Parfois, le succès ne fut pas au rendez-vous. On a beau y penser très fort, le bon numéro ne sort pas forcément. Sagan prenait les échecs d'auteur dramatique comme les revers de casino, avec respect pour les caprices de la banque et du ciel. Il faut bien perdre un peu, pour mieux savourer la gagne du lendemain. Qui ne l'a pas vue "récupérer" en quelques quarts d'heure les pertes de toute une nuit ne peut comprendre comme c'est joyeux de narguer le sort.
Le risque l'attirait plus que tout. Et qu'il fût partagé par une équipe d'amis renforçait son excitation. Le don de soi et la folie des comédiens avaient tout pour la séduire. Peu d'écrivains ont peint avec autant d'estime attendrie cette autre pièce maîtresse du petit monde saganien qu'est l'actrice mûrissante : Marie Bell, Juliette Gréco (dans Bonheur impair et passe), Danielle Darrieux (dans La Robe mauve de Valentine). C'est encore d'une théâtreuse qu'elle fera le portrait dans un de ses derniers romans, Le Miroir égaré (Plon, 1996).
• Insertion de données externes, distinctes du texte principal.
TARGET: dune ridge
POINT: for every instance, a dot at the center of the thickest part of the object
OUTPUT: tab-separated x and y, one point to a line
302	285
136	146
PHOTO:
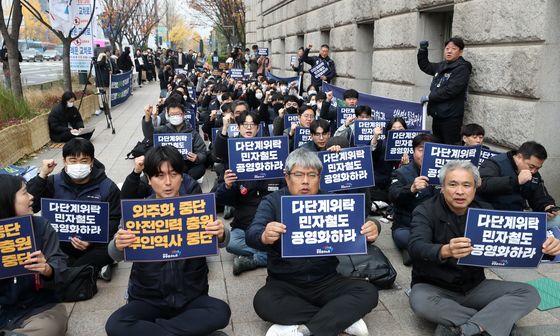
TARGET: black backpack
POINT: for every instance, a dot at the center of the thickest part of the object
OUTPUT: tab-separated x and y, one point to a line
139	149
373	267
80	283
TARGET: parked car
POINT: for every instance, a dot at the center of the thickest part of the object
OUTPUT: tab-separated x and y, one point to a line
32	55
52	55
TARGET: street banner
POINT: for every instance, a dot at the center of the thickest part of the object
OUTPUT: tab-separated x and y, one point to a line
386	108
320	225
181	141
302	136
258	158
120	87
364	131
400	142
505	238
170	228
17	242
81	49
437	155
342	113
85	220
351	168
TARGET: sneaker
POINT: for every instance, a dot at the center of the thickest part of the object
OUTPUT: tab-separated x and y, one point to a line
243	264
283	330
442	330
106	272
358	328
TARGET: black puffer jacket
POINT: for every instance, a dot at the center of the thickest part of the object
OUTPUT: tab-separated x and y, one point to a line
448	90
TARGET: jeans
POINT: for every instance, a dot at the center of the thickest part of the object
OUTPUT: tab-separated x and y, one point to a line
238	246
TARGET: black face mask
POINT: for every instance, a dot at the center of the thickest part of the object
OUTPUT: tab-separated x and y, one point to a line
291	110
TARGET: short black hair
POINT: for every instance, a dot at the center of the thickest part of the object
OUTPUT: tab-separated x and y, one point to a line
351	93
243	116
472	129
458	41
532	148
10	186
77	146
420	139
157	155
361	109
324	124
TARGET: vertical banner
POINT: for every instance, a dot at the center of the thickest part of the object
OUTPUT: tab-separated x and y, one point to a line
88	221
364	131
181	141
320	225
302	136
17	242
120	87
437	155
258	158
81	49
170	228
505	238
351	168
342	113
400	142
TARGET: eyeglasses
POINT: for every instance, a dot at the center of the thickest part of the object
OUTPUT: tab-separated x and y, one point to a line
299	175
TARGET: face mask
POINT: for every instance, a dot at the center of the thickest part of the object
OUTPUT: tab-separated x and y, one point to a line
78	171
176	120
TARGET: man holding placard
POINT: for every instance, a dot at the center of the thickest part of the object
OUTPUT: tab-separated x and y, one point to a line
169	297
459	298
306	295
82	179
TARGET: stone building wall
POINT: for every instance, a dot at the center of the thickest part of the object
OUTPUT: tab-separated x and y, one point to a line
514	46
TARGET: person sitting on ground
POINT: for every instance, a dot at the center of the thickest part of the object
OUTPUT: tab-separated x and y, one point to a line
29	305
196	160
472	135
511	180
306	296
459	298
167	297
65	121
407	190
82	179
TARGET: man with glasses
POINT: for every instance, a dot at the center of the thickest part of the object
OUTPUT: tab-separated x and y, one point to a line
510	180
306	296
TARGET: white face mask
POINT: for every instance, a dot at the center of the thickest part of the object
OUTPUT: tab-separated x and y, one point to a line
176	120
78	171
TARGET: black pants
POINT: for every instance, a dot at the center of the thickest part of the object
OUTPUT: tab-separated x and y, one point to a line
202	316
96	256
326	308
448	131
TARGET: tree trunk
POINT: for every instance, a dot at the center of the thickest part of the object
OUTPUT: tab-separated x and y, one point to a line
66	74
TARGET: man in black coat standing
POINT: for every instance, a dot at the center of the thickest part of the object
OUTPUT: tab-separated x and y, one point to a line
448	91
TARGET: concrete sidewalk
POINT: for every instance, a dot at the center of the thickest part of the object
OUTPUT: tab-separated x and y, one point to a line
392	316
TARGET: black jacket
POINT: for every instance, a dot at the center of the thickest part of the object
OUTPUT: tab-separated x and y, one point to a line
500	186
19	298
434	225
448	90
404	201
60	118
297	271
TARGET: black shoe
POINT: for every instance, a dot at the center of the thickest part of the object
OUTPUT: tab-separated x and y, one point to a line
243	264
442	330
407	261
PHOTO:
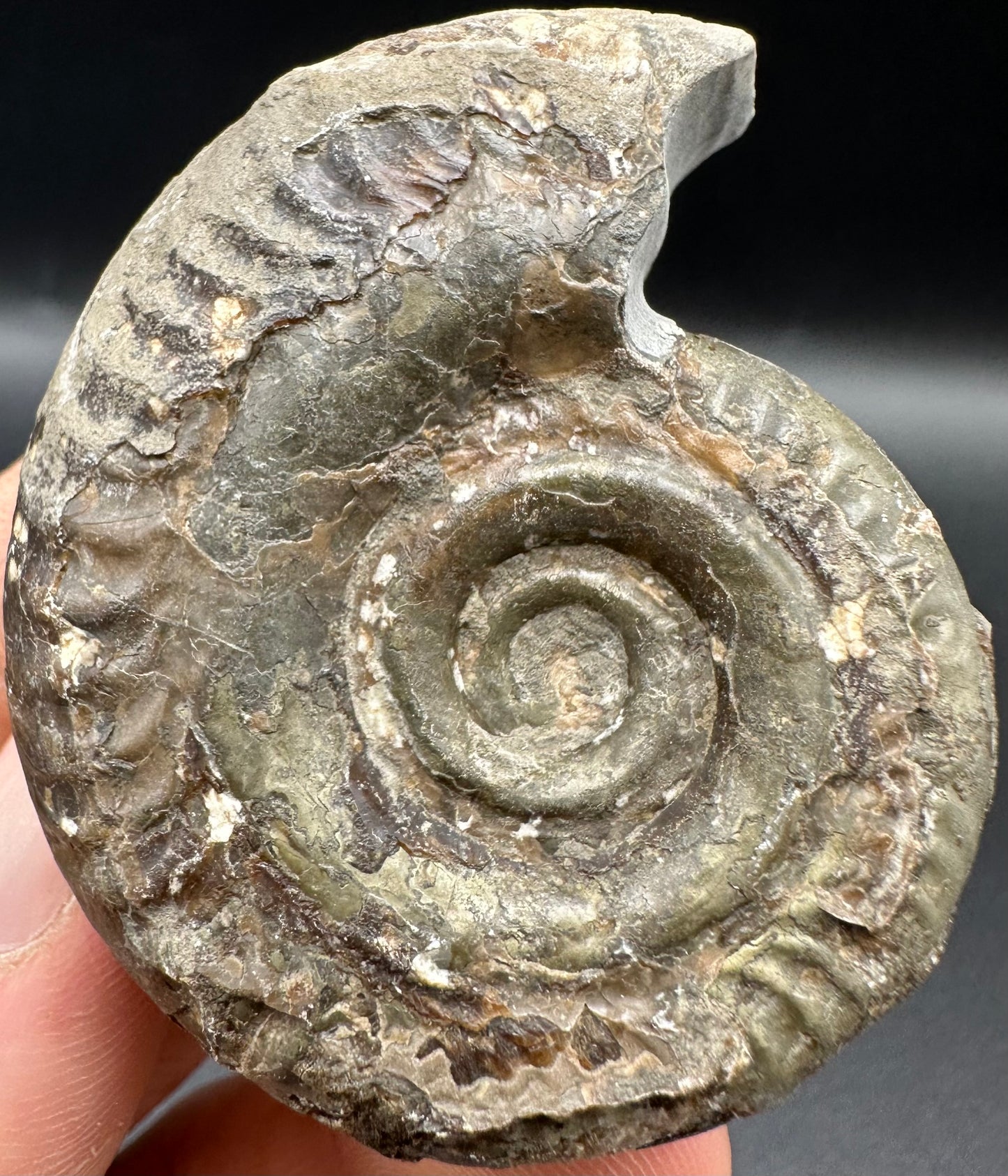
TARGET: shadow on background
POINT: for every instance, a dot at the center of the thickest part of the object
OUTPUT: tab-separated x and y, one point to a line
853	236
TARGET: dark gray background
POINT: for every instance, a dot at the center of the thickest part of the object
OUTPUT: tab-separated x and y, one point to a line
855	236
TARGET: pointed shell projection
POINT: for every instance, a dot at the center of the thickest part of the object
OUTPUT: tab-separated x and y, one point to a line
498	723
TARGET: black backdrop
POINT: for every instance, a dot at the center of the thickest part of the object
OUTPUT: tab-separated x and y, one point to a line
857	234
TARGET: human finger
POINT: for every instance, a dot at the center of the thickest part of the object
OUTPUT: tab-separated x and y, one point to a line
233	1127
78	1039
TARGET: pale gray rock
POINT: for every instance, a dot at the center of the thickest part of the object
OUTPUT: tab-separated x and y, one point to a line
498	723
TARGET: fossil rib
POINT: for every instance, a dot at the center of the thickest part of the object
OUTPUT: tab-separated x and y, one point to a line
497	721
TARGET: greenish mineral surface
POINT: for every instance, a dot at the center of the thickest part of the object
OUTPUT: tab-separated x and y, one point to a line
498	723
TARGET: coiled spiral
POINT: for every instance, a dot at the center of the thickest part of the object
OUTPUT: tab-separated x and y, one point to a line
498	723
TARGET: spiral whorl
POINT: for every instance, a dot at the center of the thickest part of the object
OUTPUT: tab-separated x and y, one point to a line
500	723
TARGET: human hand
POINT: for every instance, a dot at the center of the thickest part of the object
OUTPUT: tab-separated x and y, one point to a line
85	1055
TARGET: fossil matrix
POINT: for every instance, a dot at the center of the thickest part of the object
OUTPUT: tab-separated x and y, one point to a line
497	721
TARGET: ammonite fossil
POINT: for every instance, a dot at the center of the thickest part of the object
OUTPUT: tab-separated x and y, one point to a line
497	721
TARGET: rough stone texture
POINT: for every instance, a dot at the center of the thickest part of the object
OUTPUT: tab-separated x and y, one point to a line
495	721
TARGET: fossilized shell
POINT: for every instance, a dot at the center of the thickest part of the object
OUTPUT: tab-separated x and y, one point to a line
492	718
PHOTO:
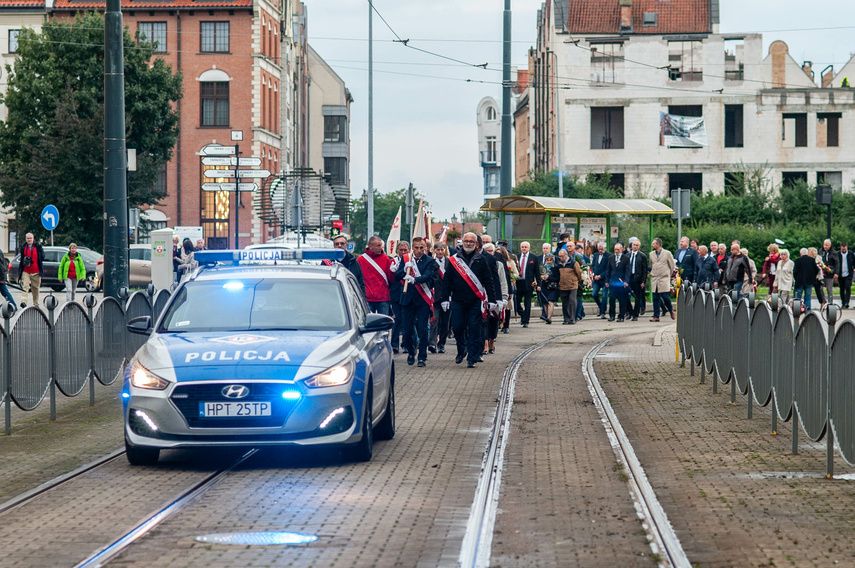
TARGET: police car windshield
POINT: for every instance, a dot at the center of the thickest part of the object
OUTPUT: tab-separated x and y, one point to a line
257	304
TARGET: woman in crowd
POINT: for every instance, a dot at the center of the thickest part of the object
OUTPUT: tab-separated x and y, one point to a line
784	276
549	290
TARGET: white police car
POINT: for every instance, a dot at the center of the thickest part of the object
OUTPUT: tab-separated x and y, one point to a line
261	354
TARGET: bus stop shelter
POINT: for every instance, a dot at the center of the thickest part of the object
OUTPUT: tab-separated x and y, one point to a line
538	219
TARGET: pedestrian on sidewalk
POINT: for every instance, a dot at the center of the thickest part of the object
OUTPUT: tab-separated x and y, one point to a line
784	277
805	273
31	269
466	288
71	271
568	274
662	265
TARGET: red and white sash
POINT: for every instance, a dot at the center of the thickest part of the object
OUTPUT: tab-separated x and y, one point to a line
470	278
376	267
423	289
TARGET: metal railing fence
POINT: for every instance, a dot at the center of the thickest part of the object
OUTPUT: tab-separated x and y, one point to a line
45	349
802	366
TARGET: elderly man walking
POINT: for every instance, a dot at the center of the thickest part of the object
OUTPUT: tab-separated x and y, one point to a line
661	267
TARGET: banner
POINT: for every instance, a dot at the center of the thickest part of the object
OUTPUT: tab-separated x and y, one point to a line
682	131
394	235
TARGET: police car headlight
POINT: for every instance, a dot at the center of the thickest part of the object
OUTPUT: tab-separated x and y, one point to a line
144	379
334	376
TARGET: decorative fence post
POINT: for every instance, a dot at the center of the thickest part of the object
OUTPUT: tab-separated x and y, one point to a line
7	312
51	303
829	431
89	301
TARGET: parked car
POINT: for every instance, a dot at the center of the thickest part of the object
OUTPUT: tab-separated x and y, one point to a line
51	271
139	269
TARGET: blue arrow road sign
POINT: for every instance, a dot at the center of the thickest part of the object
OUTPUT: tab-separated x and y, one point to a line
50	217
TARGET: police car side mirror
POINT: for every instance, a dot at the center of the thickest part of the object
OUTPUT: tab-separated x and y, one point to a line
140	325
376	322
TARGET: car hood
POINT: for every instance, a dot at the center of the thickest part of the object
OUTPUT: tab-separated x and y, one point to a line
281	355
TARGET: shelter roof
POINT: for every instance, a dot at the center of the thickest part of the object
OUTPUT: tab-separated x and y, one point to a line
539	204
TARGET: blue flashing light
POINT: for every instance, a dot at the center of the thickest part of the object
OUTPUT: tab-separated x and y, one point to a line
266	255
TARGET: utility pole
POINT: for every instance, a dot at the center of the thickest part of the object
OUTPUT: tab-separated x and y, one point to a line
370	204
115	155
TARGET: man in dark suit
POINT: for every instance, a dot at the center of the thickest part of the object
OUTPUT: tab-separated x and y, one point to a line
618	282
600	268
417	300
845	265
529	282
637	272
687	260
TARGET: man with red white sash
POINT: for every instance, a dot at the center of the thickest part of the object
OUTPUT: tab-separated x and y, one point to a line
377	274
467	291
419	273
440	323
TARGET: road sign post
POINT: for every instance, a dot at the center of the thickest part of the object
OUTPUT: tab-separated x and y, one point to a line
50	219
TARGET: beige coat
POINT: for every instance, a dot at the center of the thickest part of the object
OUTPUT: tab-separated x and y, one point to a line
661	268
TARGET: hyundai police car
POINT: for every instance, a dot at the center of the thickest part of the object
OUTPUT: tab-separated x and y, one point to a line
253	351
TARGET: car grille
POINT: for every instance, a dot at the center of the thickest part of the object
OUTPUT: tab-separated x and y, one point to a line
187	398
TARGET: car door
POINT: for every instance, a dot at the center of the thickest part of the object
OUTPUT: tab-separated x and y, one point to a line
375	344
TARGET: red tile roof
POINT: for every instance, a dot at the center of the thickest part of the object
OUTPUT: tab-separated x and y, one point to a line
674	16
149	4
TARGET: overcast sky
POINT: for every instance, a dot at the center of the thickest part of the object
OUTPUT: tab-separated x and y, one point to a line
424	108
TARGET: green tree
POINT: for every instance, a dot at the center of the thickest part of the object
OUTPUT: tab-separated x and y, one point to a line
51	144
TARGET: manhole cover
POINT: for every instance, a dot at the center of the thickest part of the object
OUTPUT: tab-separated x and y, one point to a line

Avec les années 1980, qui étaient aussi, pour elle, celles de la cinquantaine, Sagan a voulu, dirait-on, donner tort à ceux qui la croyaient enfermée dans un milieu, une époque, et une distance courte. Des romans un peu plus longs se sont succédé (La Femme fardée), sur fond d'années 1940 (De guerre lasse). Mais elle ne pouvait empêcher que l'attention s'attache à ce qu'elle savait le mieux faire, une couleur d'aube, une subtilité de perception, un dégradé de sentiment, toujours une "espèce de" ceci ou de cela. Il existe une grande tradition de moralistes français pour qui écrire consiste à redéfinir les paysages, et d'abord ceux de l'âme, à partir d'infimes nuances chantantes. Sagan va s'y inscrire peu à peu, avec plus de force que ne le suggérait, à chaque essai nouveau, sa confondante facilité.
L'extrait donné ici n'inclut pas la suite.